Machine Learning - Tic Tac Toe - Mentor Guide
In this project students will take an existing Tic Tac Toe game written in Python and improve its AI using machine learning. In previous projects, students have trained the AI through the ML4K website. In this project, students will be using a new function, `model.
Contents
Make sure the
ml4k
library is up-to-date
You'll need
ml4k >= 0.7
installed. You can verify this in the Python IDE (Thonny) by going to Tools -> Installed Packages. To update on chromebooks, you can run the
Bold Idea Update
app. Otherwise, you can open a terminal window and run
sudo pip install --upgrade ml4k
(on chromebooks, the sudo password is just "boldidea").
Step 1 - How do you play Tic Tac Toe?
Start with a group discussion and talk through Page 1 of the worksheet. The point is to get students to think about *how* they make a decision on what the next best move is.
In order to make that decision, they need to know *two* things:
- What is the current state of the board?
- Given the state of the board, what is the next best move?
We will convert these 2 things into numbers so that we can use them as examples to train a machine learning model how to win at Tic Tac Toe.
Step 2 - Download and explore the game code
Have students download the code using the link on the worksheet.

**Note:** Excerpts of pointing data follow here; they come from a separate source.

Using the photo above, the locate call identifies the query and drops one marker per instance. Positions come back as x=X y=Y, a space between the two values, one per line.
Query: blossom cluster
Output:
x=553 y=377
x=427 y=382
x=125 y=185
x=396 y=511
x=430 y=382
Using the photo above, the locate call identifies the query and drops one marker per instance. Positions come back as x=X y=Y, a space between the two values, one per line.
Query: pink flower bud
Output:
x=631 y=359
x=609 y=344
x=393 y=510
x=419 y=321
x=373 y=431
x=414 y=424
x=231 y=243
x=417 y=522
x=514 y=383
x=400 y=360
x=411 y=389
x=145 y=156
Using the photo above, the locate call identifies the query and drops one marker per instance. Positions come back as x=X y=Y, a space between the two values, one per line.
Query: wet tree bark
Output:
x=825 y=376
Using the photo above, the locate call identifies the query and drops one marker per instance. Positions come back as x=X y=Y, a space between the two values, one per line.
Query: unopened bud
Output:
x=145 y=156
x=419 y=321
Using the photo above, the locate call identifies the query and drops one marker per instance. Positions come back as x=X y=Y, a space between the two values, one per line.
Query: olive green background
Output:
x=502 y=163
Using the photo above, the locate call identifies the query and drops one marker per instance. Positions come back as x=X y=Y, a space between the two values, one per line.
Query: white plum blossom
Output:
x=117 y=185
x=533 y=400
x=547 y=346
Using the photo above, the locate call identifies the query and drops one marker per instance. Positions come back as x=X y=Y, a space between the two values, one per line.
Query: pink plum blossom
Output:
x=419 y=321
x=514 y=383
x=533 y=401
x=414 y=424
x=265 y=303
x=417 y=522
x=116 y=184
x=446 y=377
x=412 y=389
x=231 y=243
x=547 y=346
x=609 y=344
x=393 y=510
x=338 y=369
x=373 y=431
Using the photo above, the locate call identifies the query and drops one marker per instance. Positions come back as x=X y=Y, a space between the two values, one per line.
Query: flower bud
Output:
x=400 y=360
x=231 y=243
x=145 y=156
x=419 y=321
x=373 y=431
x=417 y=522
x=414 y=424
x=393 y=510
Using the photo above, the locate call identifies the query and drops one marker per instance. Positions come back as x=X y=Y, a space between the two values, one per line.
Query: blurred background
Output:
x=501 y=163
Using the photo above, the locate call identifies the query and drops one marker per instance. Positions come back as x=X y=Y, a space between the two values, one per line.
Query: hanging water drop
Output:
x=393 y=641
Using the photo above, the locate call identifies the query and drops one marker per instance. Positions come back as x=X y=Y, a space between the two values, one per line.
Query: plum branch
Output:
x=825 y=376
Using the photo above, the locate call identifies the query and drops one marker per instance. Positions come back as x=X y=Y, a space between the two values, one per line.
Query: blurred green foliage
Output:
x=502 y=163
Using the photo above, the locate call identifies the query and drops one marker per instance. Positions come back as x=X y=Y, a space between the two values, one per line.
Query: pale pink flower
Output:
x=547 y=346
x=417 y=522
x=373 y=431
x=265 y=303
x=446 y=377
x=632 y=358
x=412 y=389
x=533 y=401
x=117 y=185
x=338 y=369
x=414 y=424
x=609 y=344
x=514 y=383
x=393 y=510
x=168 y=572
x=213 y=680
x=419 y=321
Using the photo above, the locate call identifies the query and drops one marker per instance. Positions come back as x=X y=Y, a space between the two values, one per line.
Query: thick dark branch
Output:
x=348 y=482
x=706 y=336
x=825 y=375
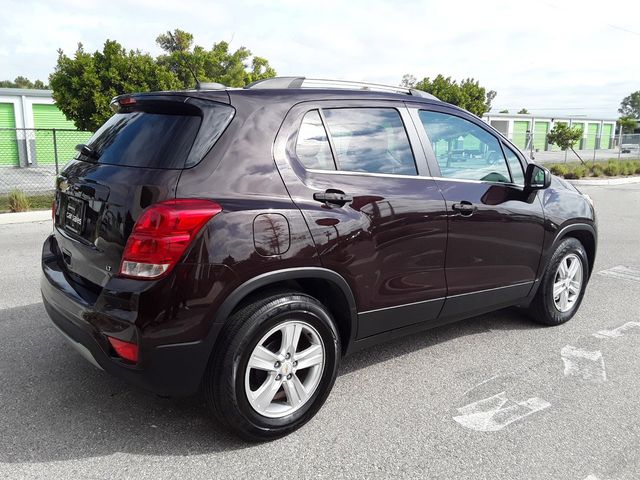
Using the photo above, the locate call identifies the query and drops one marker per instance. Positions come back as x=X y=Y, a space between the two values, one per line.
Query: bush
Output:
x=18 y=201
x=609 y=168
x=612 y=169
x=560 y=170
x=597 y=170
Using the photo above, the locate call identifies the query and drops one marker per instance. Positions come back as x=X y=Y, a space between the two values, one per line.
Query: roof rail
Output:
x=303 y=82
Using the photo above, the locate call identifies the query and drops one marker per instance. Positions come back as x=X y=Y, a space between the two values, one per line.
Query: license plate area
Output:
x=74 y=215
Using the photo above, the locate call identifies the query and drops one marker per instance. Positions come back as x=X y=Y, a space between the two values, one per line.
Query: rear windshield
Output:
x=143 y=139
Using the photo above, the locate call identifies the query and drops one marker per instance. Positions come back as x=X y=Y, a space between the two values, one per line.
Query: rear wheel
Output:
x=563 y=284
x=274 y=367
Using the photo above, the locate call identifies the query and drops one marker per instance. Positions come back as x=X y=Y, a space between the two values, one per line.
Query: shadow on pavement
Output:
x=56 y=406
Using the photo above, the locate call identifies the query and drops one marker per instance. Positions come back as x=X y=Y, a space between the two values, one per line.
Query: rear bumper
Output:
x=166 y=369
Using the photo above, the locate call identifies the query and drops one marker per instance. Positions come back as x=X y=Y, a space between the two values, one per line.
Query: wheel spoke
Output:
x=309 y=357
x=564 y=299
x=263 y=359
x=264 y=395
x=573 y=269
x=290 y=337
x=296 y=393
x=574 y=287
x=558 y=288
x=562 y=270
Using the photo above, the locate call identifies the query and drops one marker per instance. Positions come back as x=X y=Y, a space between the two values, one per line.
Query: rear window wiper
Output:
x=87 y=151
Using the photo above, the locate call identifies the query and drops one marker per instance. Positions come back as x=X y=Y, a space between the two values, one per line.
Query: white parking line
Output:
x=585 y=364
x=494 y=413
x=622 y=272
x=618 y=331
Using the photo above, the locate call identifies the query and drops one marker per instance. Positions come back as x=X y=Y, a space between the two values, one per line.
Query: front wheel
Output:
x=563 y=284
x=276 y=364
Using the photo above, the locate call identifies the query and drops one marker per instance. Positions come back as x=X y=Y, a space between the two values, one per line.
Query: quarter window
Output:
x=370 y=140
x=464 y=150
x=312 y=147
x=514 y=165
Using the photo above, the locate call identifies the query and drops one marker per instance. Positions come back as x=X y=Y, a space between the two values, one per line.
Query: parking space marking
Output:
x=588 y=365
x=496 y=412
x=622 y=272
x=618 y=331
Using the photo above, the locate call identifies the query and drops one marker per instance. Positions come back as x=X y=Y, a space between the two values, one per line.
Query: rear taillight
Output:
x=162 y=234
x=126 y=350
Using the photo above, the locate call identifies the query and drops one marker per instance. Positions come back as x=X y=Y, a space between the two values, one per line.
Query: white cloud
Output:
x=564 y=56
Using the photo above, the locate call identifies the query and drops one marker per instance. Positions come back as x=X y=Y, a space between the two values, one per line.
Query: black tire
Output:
x=224 y=384
x=543 y=309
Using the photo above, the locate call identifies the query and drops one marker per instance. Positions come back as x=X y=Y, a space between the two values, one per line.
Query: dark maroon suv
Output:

Important: Once you download `tictactoe.py`, don't open it just yet. You first need to open the file manager and move the file to your "Linux Files" folder (this only applies to Chromebooks)

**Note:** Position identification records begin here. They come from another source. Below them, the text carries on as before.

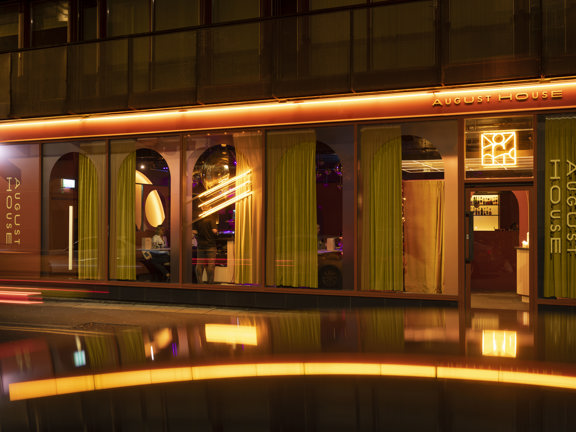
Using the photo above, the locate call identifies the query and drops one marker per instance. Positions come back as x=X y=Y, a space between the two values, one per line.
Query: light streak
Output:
x=225 y=204
x=223 y=184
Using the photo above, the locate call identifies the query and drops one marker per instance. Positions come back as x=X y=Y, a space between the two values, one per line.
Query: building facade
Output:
x=317 y=149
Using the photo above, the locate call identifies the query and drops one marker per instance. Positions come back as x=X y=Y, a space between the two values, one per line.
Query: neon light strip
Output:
x=225 y=193
x=70 y=236
x=225 y=204
x=224 y=183
x=84 y=383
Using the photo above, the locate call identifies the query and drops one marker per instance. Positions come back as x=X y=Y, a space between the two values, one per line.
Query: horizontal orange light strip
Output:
x=231 y=334
x=59 y=386
x=559 y=94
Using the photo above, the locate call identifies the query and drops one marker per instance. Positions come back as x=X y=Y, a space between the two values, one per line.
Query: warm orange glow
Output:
x=498 y=149
x=224 y=183
x=225 y=204
x=154 y=209
x=499 y=343
x=536 y=95
x=231 y=334
x=58 y=386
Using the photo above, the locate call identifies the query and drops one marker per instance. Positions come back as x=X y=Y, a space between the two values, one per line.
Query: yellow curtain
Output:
x=291 y=211
x=247 y=237
x=88 y=205
x=126 y=220
x=381 y=220
x=559 y=263
x=424 y=235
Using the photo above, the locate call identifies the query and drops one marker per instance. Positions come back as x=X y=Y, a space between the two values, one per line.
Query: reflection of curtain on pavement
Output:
x=424 y=235
x=126 y=220
x=247 y=236
x=381 y=222
x=88 y=205
x=559 y=268
x=296 y=334
x=559 y=336
x=291 y=210
x=382 y=330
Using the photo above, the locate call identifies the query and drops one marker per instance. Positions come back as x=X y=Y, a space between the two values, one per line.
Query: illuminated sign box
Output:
x=498 y=149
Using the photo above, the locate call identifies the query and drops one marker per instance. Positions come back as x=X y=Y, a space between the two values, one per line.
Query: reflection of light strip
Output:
x=59 y=386
x=224 y=183
x=20 y=297
x=231 y=334
x=70 y=236
x=225 y=204
x=223 y=194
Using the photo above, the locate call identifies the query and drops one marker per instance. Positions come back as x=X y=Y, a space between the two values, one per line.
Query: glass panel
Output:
x=499 y=147
x=165 y=62
x=481 y=29
x=20 y=194
x=41 y=73
x=235 y=55
x=144 y=231
x=233 y=10
x=49 y=22
x=324 y=4
x=306 y=221
x=559 y=35
x=99 y=75
x=73 y=209
x=88 y=19
x=8 y=27
x=223 y=207
x=329 y=44
x=171 y=14
x=128 y=17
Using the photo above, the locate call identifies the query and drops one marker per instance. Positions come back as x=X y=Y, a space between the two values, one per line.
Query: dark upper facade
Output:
x=84 y=56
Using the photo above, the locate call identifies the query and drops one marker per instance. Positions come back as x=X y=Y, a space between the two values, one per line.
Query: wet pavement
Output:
x=79 y=365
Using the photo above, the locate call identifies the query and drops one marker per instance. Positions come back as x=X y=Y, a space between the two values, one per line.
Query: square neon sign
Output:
x=498 y=149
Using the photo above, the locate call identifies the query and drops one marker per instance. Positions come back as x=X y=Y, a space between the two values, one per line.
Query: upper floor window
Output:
x=126 y=17
x=49 y=22
x=171 y=14
x=226 y=10
x=8 y=27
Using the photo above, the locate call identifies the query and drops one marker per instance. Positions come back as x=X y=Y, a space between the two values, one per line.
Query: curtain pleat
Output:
x=292 y=209
x=88 y=206
x=126 y=220
x=381 y=221
x=559 y=268
x=424 y=235
x=248 y=157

Once you've downloaded the file, use the Python IDE to open it and explore the code.
The 2 variables they'll be using the most are AI_MODE and TRAINING . Make sure they understand what these do by reading the code comments.
Proceed with the instructions as outlined in the worksheet, and pay attention to the question prompts. Take time to talk through these w/ the students and make sure they understand what's going on.
Step 3 - Set up the ML project
This section is pretty self-explanatory in the worksheet. If you want the boxes to line up in the way they're pictured in the worksheet, you may need to resize the browser window.
There are two parts to set up:
1: Set up the training data values This represents the board state values that will be provided with each training example.
2: Set up the labels (training buckets) This represents the next best move based on a given board state. As we train using Python, these will begin to fill up with examples.
Step 4 - Train the AI by playing
In this step students will define the function that populates the training data. Follow the worksheet step-by-step, being sure to read through everything. Pay special attention to the callouts.
This is a good time to switch AI_MODE to "random". Students will likely comment on how "dumb" the computer is. They're right! It's just playing randomly. But by playing, we're making it smarter. |
Step 5 - Use the ML model
In this step students will add another function that will be called when AI_MODE is set to "ml". This is how you can test your model to see how smart it is.
How to improve the ML model : If TRAINING mode is on, the ML model learns from whomever the winner is. If player O wins (regardless of whether it's the computer or a human), that player's moves will be uploaded as training examples.
If the ML AI makes a bad move, you can train it to make the correct move by doing the following:
- Take note of each move made during the game, and the point at which O made the mistake.
- Set AI_MODE to None (no quotes), and TRAINING to True
- Play as both players using the same moves just before player O made the mistake. Now, make the correct moves so that O wins the game . These winning moves will be added to the training data.
- Go back to the ML4K website and re-train the model (just press the blue button).
- Then go back to your script, change AI_MODE to "ml" to see if the model has improved!